Parkinson's law and architectural hubris

Beware of 'iconic' buildings with funny names; they often presage economic collapse.

My college art history courses never went deep enough into architecture to make me fully fluent in the vocabulary of volutes and pilasters and such, although I couldn't always resist showing off what I knew. I once described my office to a visitor as being in a "Greek Revival" building. It was the right term, but probably didn't help my visitor find me.

Lately I've run across architectural vocabulary of a different sort: the goofy but often painfully apt nicknames bestowed on so-called iconic buildings.

A recent report by Mark Gilbert in Bloomberg Businessweek took note of several high-profile – quite literally high-profile – office towers under construction in London. There's the Leadenhall Building, aka the "Cheese Grater." Construction is on hold but set to resume next year. Near St. Paul's Cathedral, something known as the "Walkie-Talkie" building is under construction.

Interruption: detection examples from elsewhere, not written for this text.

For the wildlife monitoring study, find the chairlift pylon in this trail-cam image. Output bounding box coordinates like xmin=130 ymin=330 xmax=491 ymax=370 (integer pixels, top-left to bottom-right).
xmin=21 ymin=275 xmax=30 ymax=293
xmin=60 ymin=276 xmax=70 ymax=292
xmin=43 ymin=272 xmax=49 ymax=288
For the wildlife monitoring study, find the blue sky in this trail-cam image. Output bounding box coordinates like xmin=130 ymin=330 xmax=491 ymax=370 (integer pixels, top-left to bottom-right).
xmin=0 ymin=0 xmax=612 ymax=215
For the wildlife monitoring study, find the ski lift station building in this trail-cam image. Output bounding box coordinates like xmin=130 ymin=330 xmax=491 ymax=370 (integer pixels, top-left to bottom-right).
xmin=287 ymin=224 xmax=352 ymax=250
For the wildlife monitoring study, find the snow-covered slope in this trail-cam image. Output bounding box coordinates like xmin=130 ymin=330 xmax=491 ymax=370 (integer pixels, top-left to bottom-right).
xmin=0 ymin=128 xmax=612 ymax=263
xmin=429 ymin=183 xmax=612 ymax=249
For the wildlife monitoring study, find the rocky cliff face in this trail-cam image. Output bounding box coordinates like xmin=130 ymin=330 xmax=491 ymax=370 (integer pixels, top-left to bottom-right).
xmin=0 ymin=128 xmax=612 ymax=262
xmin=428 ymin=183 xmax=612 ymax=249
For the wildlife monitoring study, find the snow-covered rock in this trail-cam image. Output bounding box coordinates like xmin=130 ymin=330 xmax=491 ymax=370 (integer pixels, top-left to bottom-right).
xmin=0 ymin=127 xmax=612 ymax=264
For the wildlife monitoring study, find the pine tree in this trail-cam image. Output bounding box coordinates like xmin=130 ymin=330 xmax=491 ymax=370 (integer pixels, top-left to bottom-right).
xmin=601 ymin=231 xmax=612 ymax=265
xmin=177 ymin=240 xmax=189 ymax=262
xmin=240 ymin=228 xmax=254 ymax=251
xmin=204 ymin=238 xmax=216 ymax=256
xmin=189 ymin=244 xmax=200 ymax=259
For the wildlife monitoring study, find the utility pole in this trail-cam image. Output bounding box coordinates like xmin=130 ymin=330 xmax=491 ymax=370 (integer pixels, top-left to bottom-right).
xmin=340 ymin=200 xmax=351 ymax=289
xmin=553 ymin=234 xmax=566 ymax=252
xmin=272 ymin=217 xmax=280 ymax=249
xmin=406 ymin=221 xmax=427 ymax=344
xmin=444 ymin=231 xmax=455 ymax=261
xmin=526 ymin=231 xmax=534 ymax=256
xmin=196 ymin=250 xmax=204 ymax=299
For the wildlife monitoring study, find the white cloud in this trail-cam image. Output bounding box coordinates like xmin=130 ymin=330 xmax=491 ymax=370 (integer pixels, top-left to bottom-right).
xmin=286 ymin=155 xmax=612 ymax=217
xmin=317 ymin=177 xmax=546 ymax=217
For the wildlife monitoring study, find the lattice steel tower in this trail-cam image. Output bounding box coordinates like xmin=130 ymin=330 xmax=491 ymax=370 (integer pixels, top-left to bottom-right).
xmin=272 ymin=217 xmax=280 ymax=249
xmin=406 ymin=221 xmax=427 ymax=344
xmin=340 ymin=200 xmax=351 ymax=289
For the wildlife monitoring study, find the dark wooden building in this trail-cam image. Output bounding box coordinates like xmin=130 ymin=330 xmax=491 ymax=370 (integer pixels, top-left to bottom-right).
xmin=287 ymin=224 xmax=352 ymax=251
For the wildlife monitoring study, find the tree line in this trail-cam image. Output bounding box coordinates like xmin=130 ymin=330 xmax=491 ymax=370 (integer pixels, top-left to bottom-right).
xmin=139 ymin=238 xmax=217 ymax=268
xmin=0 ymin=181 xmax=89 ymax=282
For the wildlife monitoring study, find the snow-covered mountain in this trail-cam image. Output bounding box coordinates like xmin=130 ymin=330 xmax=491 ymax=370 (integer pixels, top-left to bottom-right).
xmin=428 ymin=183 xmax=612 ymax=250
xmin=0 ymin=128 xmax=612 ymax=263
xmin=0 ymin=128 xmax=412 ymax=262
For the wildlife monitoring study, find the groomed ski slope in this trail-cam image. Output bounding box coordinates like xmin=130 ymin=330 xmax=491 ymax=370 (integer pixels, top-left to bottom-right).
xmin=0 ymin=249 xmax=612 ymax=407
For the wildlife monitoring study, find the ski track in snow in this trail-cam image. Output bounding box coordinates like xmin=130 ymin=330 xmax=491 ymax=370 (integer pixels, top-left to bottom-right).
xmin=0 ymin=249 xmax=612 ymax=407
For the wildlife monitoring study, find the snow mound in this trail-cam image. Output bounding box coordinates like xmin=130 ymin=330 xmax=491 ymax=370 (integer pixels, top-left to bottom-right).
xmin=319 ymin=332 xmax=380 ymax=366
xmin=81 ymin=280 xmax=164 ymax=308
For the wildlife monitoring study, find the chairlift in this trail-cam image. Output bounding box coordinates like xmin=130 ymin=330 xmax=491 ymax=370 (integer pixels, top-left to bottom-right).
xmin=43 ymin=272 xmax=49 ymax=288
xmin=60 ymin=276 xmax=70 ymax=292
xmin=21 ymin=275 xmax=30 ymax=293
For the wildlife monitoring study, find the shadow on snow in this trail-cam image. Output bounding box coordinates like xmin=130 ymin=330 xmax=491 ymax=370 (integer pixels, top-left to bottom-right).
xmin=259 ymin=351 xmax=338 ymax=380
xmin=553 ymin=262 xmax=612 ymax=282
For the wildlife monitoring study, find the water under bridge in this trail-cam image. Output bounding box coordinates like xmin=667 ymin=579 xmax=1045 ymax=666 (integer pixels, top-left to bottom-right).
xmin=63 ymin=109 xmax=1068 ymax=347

And rising above them all is Renzo Piano's "Shard of Glass," beside London Bridge. Set for completion in 2012, the Shard, at 1,017 feet, will be the tallest building in Europe.

But all too often, Mr. Gilbert writes, what goes up – and up and up – architecturally is followed by what tanks financially. The Greek term is hubris, excessive pride. A few years after Swiss Reinsurance moved into its 40-story "Gherkin," in 2004, the British economy went into recession. The completion of two previous "tallest" buildings – Canary Wharf Tower in 1990 and NatWest Tower, London's tallest building in 1980 – also coincided with recessions.

Architectural critics distinguish between buildings that call attention to themselves as objects and those that create a space, that help make a place – as the bow-front townhouses of Louisburg Square on Boston's Beacon Hill, for instance, create a sort of outdoor room. The "Gherkin" and the "Cheese Grater" are "object" buildings.

Meanwhile, David Brussat, who writes on architecture at the Providence Journal, has been following this tale of towers from another perspective: how well they work as architecture. He calls London "the world capital of buildings with derisive monikers" and writes, "The nicknames fill in for the absence of formal clarity, the purpose of which is to reveal a building's function. Banks no longer look like banks, churches no longer look like churches, city halls no longer look like city halls, etc. So people call them what they do look like, and the more ridiculous the better."

I wonder what C. Northcote Parkin­son would have thought of the Cheese Grater. He is best known for his law that "work will expand to the time available." But he also wrote about how, when organizations grow into larger buildings, they tend to lose their dynamism. He wrote long before computers. But he would have completely understood the difference between a start-up in a garage and an established company with a sprawling corporate campus.

I suspect he would have had ideas about the value to a business of being located in a building that is part of a place rather than one that towers over one.

Not all names for buildings are what Mr. Brussat calls "derisive monikers." The Potato and Onion Building in Pittsburgh, for instance, a brick warehouse now being adapted for offices and shops, came by its name honestly, by storing potatoes and onions. It's an example of an architectural vocabulary that is down to earth and innocent of hubris.